At a personal level, I am experiencing the end of a set of stories created decades ago about what my life looks like when I am 60 (not there yet) and I realise that the stories we tell ourselves, the stories we tell the world, and the stories we hold around what is true are all open to interpretation. Sometimes our stories define us, for better or worse. Don’t let stories rule your life, instead be willing to rewrite your stories, especially the kind of stories we continue to tell ourselves to feel safe but that is simply not true.
In military strategy, there is a saying that no strategy survives the first contact with the enemy and perhaps no story survives first contact with reality. If you believe that we are not our thoughts, and we see that stories are simply narrated thoughts, with characters and scene changes, then we get to hold stories as truth very, very lightly.

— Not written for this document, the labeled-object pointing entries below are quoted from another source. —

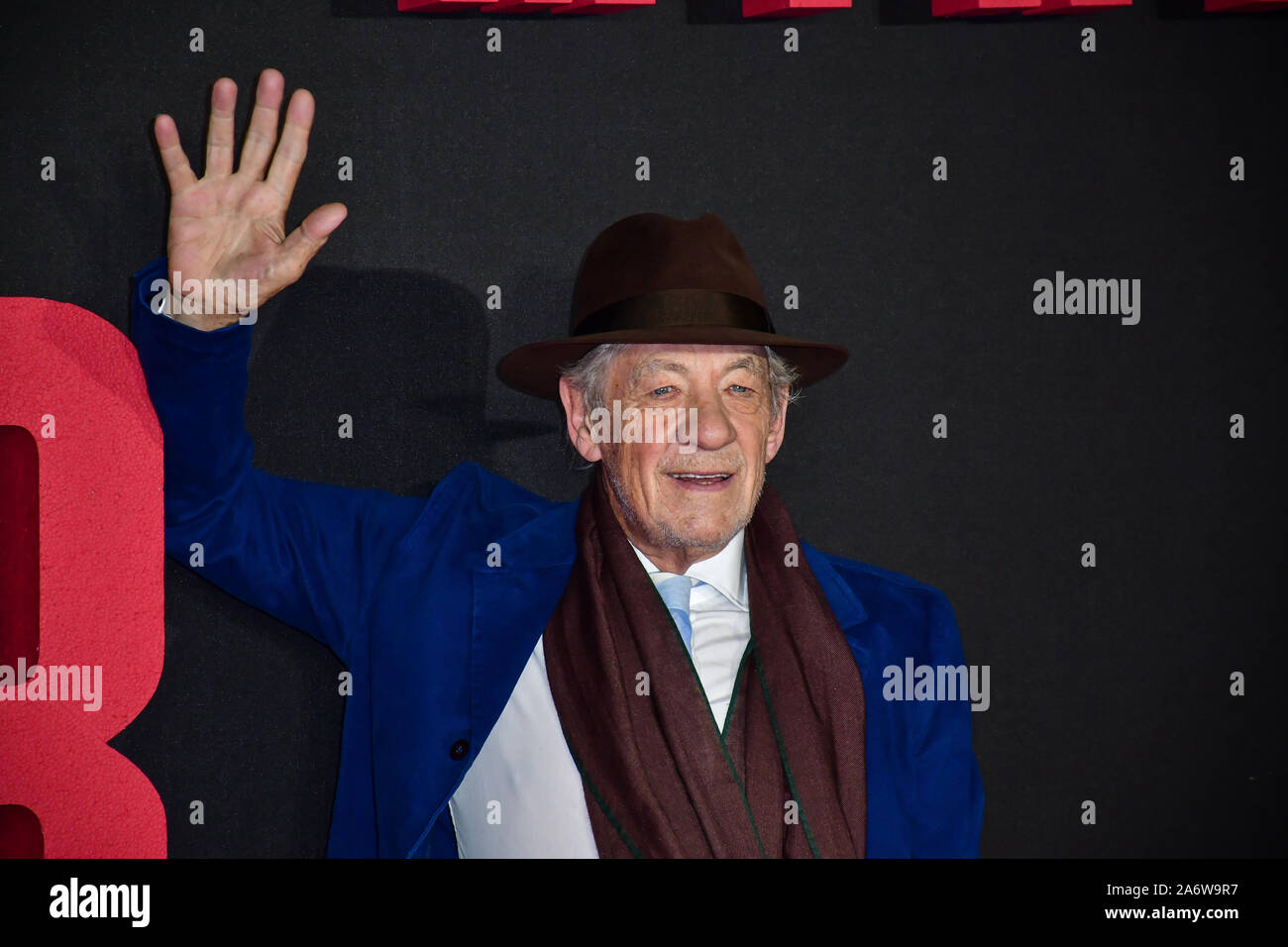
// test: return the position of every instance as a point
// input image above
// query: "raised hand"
(230, 226)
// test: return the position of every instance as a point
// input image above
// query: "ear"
(777, 427)
(578, 421)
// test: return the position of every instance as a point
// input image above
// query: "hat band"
(678, 308)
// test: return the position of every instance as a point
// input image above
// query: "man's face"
(666, 510)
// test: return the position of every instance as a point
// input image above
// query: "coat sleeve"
(948, 777)
(308, 553)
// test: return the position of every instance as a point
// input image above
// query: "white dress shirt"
(522, 796)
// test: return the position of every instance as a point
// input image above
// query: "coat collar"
(510, 604)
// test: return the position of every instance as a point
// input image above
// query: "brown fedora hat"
(656, 278)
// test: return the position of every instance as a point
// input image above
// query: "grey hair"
(589, 375)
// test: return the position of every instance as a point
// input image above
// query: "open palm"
(231, 224)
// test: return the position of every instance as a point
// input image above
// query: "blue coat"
(400, 590)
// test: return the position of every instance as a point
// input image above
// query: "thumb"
(305, 240)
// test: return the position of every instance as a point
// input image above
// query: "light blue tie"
(675, 592)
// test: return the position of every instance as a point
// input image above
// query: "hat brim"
(535, 368)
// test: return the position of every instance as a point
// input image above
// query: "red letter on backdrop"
(80, 459)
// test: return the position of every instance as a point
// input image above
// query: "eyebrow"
(653, 365)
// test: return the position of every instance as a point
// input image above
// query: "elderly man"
(661, 669)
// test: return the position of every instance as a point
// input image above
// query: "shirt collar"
(725, 571)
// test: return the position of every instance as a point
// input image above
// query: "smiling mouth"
(699, 478)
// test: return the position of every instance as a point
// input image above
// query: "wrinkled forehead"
(634, 363)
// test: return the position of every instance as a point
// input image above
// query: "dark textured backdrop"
(473, 169)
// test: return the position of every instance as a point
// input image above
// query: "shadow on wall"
(397, 360)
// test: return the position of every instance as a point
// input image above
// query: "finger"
(262, 133)
(219, 138)
(294, 145)
(178, 171)
(305, 240)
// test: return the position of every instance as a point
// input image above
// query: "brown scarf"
(787, 776)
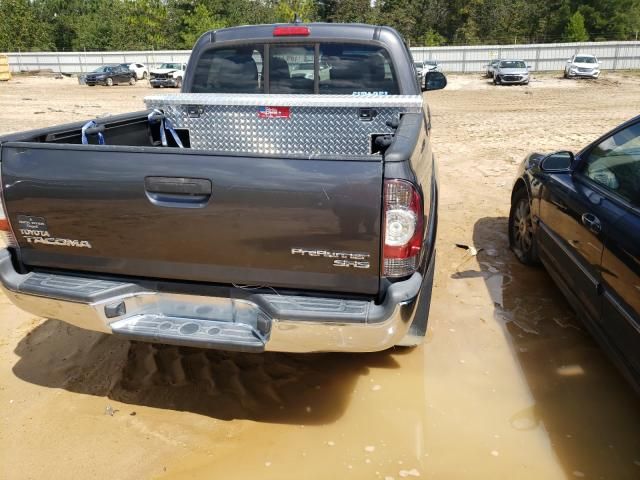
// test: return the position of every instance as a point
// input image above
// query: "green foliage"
(433, 39)
(20, 27)
(576, 31)
(197, 22)
(177, 24)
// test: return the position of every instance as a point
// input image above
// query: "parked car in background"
(110, 75)
(139, 69)
(330, 213)
(580, 216)
(423, 67)
(432, 66)
(510, 72)
(581, 65)
(491, 67)
(168, 75)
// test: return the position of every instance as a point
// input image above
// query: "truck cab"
(256, 210)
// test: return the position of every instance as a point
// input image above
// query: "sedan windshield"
(512, 64)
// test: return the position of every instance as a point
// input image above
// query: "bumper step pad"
(191, 332)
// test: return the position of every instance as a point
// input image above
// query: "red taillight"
(403, 220)
(293, 31)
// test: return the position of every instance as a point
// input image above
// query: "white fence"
(541, 57)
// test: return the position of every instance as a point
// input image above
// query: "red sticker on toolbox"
(274, 112)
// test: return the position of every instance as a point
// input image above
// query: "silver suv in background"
(581, 65)
(508, 72)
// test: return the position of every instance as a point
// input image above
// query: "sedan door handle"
(592, 222)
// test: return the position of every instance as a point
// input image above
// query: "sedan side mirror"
(558, 162)
(434, 81)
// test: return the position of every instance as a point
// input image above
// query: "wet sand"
(507, 385)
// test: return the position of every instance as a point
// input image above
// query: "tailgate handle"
(178, 191)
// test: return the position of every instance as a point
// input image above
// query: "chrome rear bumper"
(243, 321)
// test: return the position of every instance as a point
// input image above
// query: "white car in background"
(141, 71)
(581, 65)
(168, 75)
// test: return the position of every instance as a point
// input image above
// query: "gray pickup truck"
(256, 210)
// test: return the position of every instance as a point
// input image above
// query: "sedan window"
(615, 164)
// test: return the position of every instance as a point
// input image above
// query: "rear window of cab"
(284, 68)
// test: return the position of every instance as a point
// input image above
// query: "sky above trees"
(66, 25)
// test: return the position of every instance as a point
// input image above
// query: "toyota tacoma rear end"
(255, 210)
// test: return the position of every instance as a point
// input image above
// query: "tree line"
(67, 25)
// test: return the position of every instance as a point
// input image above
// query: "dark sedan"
(110, 75)
(579, 215)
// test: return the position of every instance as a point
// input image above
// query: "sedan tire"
(521, 238)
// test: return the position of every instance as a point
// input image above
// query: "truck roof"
(386, 37)
(317, 31)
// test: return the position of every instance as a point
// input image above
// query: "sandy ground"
(507, 385)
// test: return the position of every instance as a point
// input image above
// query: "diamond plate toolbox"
(310, 125)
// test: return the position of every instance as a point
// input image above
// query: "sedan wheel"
(521, 237)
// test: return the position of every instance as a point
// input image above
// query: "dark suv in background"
(580, 216)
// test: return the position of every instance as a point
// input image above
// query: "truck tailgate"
(182, 214)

Stories are the primary vehicle for the transfer of knowledge in many First Nations people. The 70,000-year Indigenous tradition of the Eora people here in Australia uses stories to transfer information around the flora and fauna, navigation, social wisdom and deep ways of knowing.
In our curriculum, we teach that stories are a device we can use to deliver points of view. Specifically, we share that a well-crafted story can deliver content in a deeply relevant and engaging fashion. Stories are Trojan horses for layered meaning, they open up minds and have the ability to shift points of view in a subtle and gentle fashion. A story is held in the mind of the listener, reader and opened slowly like a well-wrapped gift. There is a wonderful sideways, adjacent quality to sharing information via story. Elegant stories transmit nuance and allow for co-created meaning, a gentle, non-tyrannical communication experience.
We then go on to teach that when you command the context as a leader you have greater influence on the events around you. If stories come from the bottom of our Pink Sheet ‘Content’ (Read more about that in our Pink Book: Think) and ‘context’ is driven by the top of our pink sheets, we get to see stories as tools, not truths. This then frees you from the static and fixed meaning baked into many of the stories we tell about ourselves or that others tell about you. Stories might very well be gold, but context is royal.
My suggestion then as thought leaders is that we share our stories widely but hold them lightly.